Gould nods. “I don’t suppose you could get me some more?” he asks hopefully.

“All missions are suspended pending an investigation into an accident we had earlier this year,” the colonel says, with a significant glance at Roger. Suslowicz died two weeks ago; Gorman is still disastrously sick, connective tissue rotting in his body, massive radiation exposure the probable cause. Normal service will not be resumed; the pipeline will remain empty until someone can figure out a way to make the deliveries without losing the crew. Roger inclines his head minutely.

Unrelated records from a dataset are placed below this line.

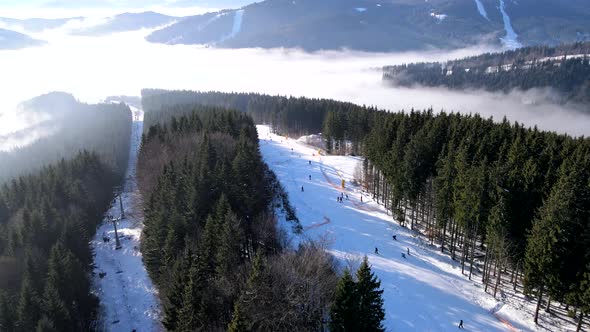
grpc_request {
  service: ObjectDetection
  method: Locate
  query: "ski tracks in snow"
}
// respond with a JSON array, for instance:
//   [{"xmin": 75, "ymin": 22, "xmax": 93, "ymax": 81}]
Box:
[{"xmin": 91, "ymin": 110, "xmax": 163, "ymax": 332}]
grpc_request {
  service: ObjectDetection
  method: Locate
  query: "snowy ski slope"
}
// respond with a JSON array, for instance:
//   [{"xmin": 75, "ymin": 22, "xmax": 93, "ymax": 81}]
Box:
[
  {"xmin": 91, "ymin": 109, "xmax": 163, "ymax": 332},
  {"xmin": 258, "ymin": 126, "xmax": 535, "ymax": 332}
]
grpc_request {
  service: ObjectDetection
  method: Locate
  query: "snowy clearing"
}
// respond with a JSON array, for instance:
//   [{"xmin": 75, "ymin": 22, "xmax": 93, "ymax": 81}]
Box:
[
  {"xmin": 475, "ymin": 0, "xmax": 490, "ymax": 21},
  {"xmin": 219, "ymin": 9, "xmax": 244, "ymax": 42},
  {"xmin": 91, "ymin": 109, "xmax": 163, "ymax": 332},
  {"xmin": 257, "ymin": 126, "xmax": 575, "ymax": 332},
  {"xmin": 500, "ymin": 0, "xmax": 522, "ymax": 49}
]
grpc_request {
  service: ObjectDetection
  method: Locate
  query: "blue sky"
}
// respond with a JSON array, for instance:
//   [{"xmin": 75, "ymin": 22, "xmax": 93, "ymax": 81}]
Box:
[
  {"xmin": 0, "ymin": 0, "xmax": 256, "ymax": 18},
  {"xmin": 0, "ymin": 0, "xmax": 253, "ymax": 8}
]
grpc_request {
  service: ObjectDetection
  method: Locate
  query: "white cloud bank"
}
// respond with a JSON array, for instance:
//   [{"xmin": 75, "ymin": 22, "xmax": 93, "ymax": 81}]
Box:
[{"xmin": 0, "ymin": 31, "xmax": 590, "ymax": 148}]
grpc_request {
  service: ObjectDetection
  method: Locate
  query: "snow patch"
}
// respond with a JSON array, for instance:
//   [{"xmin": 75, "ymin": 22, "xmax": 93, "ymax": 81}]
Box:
[
  {"xmin": 91, "ymin": 108, "xmax": 163, "ymax": 331},
  {"xmin": 430, "ymin": 13, "xmax": 448, "ymax": 22},
  {"xmin": 475, "ymin": 0, "xmax": 490, "ymax": 21},
  {"xmin": 500, "ymin": 0, "xmax": 522, "ymax": 49},
  {"xmin": 220, "ymin": 9, "xmax": 244, "ymax": 42}
]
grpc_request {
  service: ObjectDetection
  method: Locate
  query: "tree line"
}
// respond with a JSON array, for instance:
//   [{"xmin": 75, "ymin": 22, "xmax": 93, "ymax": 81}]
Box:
[
  {"xmin": 383, "ymin": 42, "xmax": 590, "ymax": 104},
  {"xmin": 145, "ymin": 92, "xmax": 590, "ymax": 328},
  {"xmin": 0, "ymin": 152, "xmax": 122, "ymax": 332},
  {"xmin": 138, "ymin": 100, "xmax": 383, "ymax": 332},
  {"xmin": 0, "ymin": 92, "xmax": 132, "ymax": 184}
]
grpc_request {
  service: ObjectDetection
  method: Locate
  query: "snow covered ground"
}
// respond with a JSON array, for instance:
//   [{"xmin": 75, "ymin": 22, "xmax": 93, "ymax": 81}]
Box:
[
  {"xmin": 258, "ymin": 126, "xmax": 575, "ymax": 332},
  {"xmin": 475, "ymin": 0, "xmax": 490, "ymax": 21},
  {"xmin": 91, "ymin": 109, "xmax": 163, "ymax": 332},
  {"xmin": 219, "ymin": 9, "xmax": 244, "ymax": 42},
  {"xmin": 500, "ymin": 0, "xmax": 522, "ymax": 49}
]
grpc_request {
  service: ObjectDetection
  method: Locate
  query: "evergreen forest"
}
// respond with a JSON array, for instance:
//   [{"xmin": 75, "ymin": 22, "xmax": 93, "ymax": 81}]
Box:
[
  {"xmin": 147, "ymin": 91, "xmax": 590, "ymax": 328},
  {"xmin": 138, "ymin": 98, "xmax": 384, "ymax": 332},
  {"xmin": 383, "ymin": 42, "xmax": 590, "ymax": 104}
]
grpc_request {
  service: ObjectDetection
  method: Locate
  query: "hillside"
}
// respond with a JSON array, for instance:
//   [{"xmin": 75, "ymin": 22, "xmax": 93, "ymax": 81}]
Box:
[
  {"xmin": 383, "ymin": 42, "xmax": 590, "ymax": 103},
  {"xmin": 147, "ymin": 0, "xmax": 590, "ymax": 51},
  {"xmin": 0, "ymin": 29, "xmax": 43, "ymax": 50},
  {"xmin": 75, "ymin": 12, "xmax": 178, "ymax": 35}
]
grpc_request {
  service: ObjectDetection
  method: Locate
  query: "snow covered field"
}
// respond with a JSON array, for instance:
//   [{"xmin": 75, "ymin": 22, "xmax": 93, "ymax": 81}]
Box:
[
  {"xmin": 91, "ymin": 109, "xmax": 163, "ymax": 332},
  {"xmin": 258, "ymin": 126, "xmax": 574, "ymax": 332}
]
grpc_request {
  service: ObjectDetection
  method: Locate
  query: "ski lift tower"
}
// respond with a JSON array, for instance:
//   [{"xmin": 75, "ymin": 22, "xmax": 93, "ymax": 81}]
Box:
[{"xmin": 107, "ymin": 214, "xmax": 121, "ymax": 250}]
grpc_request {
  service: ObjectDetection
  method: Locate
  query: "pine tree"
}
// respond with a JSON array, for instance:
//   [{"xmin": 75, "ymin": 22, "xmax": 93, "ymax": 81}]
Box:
[
  {"xmin": 0, "ymin": 290, "xmax": 16, "ymax": 331},
  {"xmin": 16, "ymin": 278, "xmax": 40, "ymax": 332},
  {"xmin": 40, "ymin": 283, "xmax": 72, "ymax": 331},
  {"xmin": 227, "ymin": 301, "xmax": 251, "ymax": 332},
  {"xmin": 162, "ymin": 248, "xmax": 193, "ymax": 331},
  {"xmin": 176, "ymin": 257, "xmax": 207, "ymax": 332},
  {"xmin": 524, "ymin": 150, "xmax": 590, "ymax": 323},
  {"xmin": 329, "ymin": 268, "xmax": 359, "ymax": 332},
  {"xmin": 356, "ymin": 256, "xmax": 385, "ymax": 332},
  {"xmin": 35, "ymin": 316, "xmax": 57, "ymax": 332},
  {"xmin": 216, "ymin": 210, "xmax": 245, "ymax": 276}
]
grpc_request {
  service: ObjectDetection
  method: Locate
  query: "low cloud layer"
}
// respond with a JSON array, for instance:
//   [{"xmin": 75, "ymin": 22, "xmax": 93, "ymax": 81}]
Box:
[{"xmin": 0, "ymin": 30, "xmax": 590, "ymax": 150}]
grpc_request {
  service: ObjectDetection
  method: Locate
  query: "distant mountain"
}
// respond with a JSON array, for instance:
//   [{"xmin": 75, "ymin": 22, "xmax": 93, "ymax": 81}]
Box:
[
  {"xmin": 0, "ymin": 29, "xmax": 44, "ymax": 50},
  {"xmin": 0, "ymin": 17, "xmax": 76, "ymax": 32},
  {"xmin": 147, "ymin": 0, "xmax": 590, "ymax": 51},
  {"xmin": 383, "ymin": 42, "xmax": 590, "ymax": 105},
  {"xmin": 75, "ymin": 12, "xmax": 178, "ymax": 35}
]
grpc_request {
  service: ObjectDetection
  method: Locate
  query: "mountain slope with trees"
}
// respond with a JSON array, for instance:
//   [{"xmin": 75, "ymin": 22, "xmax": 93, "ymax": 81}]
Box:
[
  {"xmin": 144, "ymin": 91, "xmax": 590, "ymax": 330},
  {"xmin": 138, "ymin": 94, "xmax": 383, "ymax": 331},
  {"xmin": 0, "ymin": 92, "xmax": 131, "ymax": 183},
  {"xmin": 0, "ymin": 152, "xmax": 122, "ymax": 332},
  {"xmin": 383, "ymin": 42, "xmax": 590, "ymax": 104},
  {"xmin": 147, "ymin": 0, "xmax": 590, "ymax": 52}
]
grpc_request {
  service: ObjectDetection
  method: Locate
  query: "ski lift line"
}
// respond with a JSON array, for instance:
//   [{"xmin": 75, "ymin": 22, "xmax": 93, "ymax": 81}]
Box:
[
  {"xmin": 303, "ymin": 216, "xmax": 332, "ymax": 232},
  {"xmin": 320, "ymin": 157, "xmax": 382, "ymax": 212}
]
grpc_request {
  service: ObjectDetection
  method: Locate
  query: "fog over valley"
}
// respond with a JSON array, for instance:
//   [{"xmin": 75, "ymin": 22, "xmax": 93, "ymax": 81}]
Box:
[{"xmin": 0, "ymin": 24, "xmax": 590, "ymax": 149}]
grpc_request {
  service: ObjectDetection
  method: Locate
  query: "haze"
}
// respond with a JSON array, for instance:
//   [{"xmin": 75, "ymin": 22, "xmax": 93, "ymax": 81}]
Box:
[{"xmin": 0, "ymin": 22, "xmax": 590, "ymax": 148}]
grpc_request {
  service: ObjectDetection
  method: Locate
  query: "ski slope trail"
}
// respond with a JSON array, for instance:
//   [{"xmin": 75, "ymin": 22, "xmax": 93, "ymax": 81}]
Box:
[
  {"xmin": 258, "ymin": 126, "xmax": 530, "ymax": 332},
  {"xmin": 91, "ymin": 109, "xmax": 163, "ymax": 332}
]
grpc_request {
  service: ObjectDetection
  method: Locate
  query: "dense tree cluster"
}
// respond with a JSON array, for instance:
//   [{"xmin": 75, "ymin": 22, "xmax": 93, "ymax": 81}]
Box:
[
  {"xmin": 0, "ymin": 152, "xmax": 121, "ymax": 332},
  {"xmin": 161, "ymin": 92, "xmax": 590, "ymax": 330},
  {"xmin": 138, "ymin": 104, "xmax": 368, "ymax": 331},
  {"xmin": 0, "ymin": 93, "xmax": 131, "ymax": 183},
  {"xmin": 328, "ymin": 105, "xmax": 590, "ymax": 326},
  {"xmin": 330, "ymin": 256, "xmax": 385, "ymax": 332},
  {"xmin": 383, "ymin": 42, "xmax": 590, "ymax": 103},
  {"xmin": 142, "ymin": 90, "xmax": 365, "ymax": 140}
]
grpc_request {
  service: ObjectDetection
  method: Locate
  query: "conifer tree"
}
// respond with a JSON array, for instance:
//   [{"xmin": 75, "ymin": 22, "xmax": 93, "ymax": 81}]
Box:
[
  {"xmin": 227, "ymin": 301, "xmax": 251, "ymax": 332},
  {"xmin": 35, "ymin": 316, "xmax": 57, "ymax": 332},
  {"xmin": 176, "ymin": 257, "xmax": 207, "ymax": 332},
  {"xmin": 330, "ymin": 268, "xmax": 359, "ymax": 332},
  {"xmin": 356, "ymin": 256, "xmax": 385, "ymax": 331},
  {"xmin": 0, "ymin": 290, "xmax": 16, "ymax": 331},
  {"xmin": 16, "ymin": 278, "xmax": 40, "ymax": 332}
]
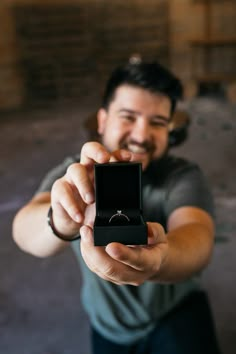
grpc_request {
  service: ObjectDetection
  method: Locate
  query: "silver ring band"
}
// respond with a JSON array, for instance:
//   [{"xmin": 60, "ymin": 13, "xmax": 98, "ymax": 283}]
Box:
[{"xmin": 109, "ymin": 210, "xmax": 130, "ymax": 222}]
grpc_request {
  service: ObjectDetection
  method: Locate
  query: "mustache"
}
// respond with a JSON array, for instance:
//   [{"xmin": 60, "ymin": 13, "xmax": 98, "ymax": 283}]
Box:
[{"xmin": 120, "ymin": 140, "xmax": 155, "ymax": 153}]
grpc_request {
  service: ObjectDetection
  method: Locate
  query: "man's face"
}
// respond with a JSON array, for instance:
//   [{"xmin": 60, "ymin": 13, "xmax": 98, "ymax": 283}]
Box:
[{"xmin": 98, "ymin": 85, "xmax": 171, "ymax": 170}]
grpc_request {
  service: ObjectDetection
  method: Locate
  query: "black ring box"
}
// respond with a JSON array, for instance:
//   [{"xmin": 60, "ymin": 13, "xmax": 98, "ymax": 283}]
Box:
[{"xmin": 94, "ymin": 162, "xmax": 147, "ymax": 246}]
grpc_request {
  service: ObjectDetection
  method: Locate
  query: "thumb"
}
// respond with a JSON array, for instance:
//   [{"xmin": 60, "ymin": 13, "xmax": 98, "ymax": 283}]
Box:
[{"xmin": 147, "ymin": 222, "xmax": 167, "ymax": 245}]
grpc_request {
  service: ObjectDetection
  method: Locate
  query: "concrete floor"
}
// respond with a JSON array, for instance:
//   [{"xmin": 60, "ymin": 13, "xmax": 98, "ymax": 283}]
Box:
[{"xmin": 0, "ymin": 98, "xmax": 236, "ymax": 354}]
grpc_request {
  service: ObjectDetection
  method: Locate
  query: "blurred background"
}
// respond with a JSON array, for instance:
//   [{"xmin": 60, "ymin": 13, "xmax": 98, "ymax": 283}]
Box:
[{"xmin": 0, "ymin": 0, "xmax": 236, "ymax": 354}]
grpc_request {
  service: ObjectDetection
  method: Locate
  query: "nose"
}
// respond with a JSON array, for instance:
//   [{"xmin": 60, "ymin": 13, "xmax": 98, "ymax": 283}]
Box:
[{"xmin": 130, "ymin": 118, "xmax": 150, "ymax": 143}]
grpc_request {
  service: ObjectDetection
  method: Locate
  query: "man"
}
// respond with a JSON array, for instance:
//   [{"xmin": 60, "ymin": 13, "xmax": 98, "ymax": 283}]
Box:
[{"xmin": 13, "ymin": 62, "xmax": 219, "ymax": 354}]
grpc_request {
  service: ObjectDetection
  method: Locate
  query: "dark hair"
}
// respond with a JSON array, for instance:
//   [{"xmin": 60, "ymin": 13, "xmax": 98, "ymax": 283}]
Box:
[{"xmin": 102, "ymin": 61, "xmax": 183, "ymax": 113}]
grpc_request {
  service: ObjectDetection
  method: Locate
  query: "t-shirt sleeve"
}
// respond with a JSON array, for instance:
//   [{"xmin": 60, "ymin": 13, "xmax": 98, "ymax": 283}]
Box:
[
  {"xmin": 35, "ymin": 157, "xmax": 77, "ymax": 195},
  {"xmin": 165, "ymin": 165, "xmax": 214, "ymax": 217}
]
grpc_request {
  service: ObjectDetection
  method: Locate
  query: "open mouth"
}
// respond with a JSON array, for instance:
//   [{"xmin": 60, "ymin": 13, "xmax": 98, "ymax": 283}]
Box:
[{"xmin": 127, "ymin": 144, "xmax": 149, "ymax": 155}]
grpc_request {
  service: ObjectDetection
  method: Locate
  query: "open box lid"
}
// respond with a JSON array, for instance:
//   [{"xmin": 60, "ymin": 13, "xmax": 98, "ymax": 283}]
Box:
[{"xmin": 94, "ymin": 162, "xmax": 142, "ymax": 216}]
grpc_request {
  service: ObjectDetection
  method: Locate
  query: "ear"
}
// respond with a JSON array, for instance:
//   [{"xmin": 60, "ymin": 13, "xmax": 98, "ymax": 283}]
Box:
[{"xmin": 97, "ymin": 108, "xmax": 107, "ymax": 135}]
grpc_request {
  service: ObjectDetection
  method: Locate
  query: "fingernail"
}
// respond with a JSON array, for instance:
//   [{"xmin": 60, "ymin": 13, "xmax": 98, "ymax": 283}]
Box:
[
  {"xmin": 85, "ymin": 193, "xmax": 94, "ymax": 204},
  {"xmin": 97, "ymin": 151, "xmax": 109, "ymax": 162},
  {"xmin": 121, "ymin": 150, "xmax": 131, "ymax": 160},
  {"xmin": 74, "ymin": 214, "xmax": 83, "ymax": 223}
]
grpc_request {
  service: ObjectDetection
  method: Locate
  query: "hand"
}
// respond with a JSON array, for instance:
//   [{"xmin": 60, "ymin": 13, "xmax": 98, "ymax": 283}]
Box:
[
  {"xmin": 80, "ymin": 223, "xmax": 168, "ymax": 286},
  {"xmin": 51, "ymin": 142, "xmax": 131, "ymax": 237}
]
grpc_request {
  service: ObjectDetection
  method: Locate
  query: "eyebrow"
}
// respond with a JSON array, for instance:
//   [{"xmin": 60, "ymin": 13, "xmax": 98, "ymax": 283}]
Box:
[{"xmin": 118, "ymin": 108, "xmax": 171, "ymax": 122}]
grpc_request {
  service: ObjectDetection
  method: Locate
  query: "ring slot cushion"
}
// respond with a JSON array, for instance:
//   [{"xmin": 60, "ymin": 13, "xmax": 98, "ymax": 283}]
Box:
[{"xmin": 94, "ymin": 162, "xmax": 147, "ymax": 246}]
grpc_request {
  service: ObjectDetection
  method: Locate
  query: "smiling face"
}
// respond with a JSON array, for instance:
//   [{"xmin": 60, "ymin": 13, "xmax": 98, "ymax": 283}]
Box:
[{"xmin": 98, "ymin": 85, "xmax": 171, "ymax": 170}]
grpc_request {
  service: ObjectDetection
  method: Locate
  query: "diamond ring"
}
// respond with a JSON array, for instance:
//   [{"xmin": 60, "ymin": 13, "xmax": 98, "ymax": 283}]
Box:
[{"xmin": 109, "ymin": 210, "xmax": 130, "ymax": 222}]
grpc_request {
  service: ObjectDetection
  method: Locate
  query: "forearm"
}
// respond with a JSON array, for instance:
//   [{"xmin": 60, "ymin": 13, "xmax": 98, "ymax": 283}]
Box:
[
  {"xmin": 151, "ymin": 223, "xmax": 214, "ymax": 282},
  {"xmin": 13, "ymin": 194, "xmax": 67, "ymax": 257}
]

“Oh well.” The professor shrugs. “Let me know if you do. By the way, do you have anything approximating a fix on the other end of the gate?”

“No,” says the colonel, and this time Roger knows he’s lying. Mission four, before the colonel diverted their payload capacity to another purpose, planted a compact radio telescope in an empty courtyard in the city on the far side of the gate. XK-Masada, where the air’s too thin to breathe without oxygen; where the sky is indigo, and the buildings cast razor-sharp shadows across a rocky plain baked to the consistency of pottery under a blood-red sun. Subsequent analysis of pulsar signals recorded by the station confirmed that it was nearly six hundred light years closer to the galactic core, inward along the same spiral arm. There are glyphs on the alien buildings that resemble symbols seen in grainy black-and-white Minox photos of the doors of the bunker in the Ukraine. Symbols behind which the subject of Project Koschei lies undead and sleeping: something evil, scraped from a nest in the drowned wreckage of a city on the Baltic floor. “Why do you want to know where they came from?”

“Well. We know so little about the context in which life evolves.” For a moment the professor looks wistful. “We have—had—only one datum point: Earth, this world. Now we have a second, a fragment of a second. If we get a third, we can begin to ask deep questions like, not, ‘is there life out there?’—because we know the answer to that one, now—but questions like ‘what sort of life is out there?’ and ‘is there a place for us?’”

Roger shudders: idiot, he thinks. If only you knew you wouldn’t be so happy—He restrains the urge to speak up. Doing so would be another career-limiting move. More to the point, it might be a life-expectancy-limiting move for the professor, who certainly didn’t deserve any such drastic punishment for his cooperation. Besides, Harvard professors visiting the Executive Office Building in DC are harder to disappear than comm-symp teachers in some fly-blown jungle village in Nicaragua. Somebody might notice. The colonel would be annoyed.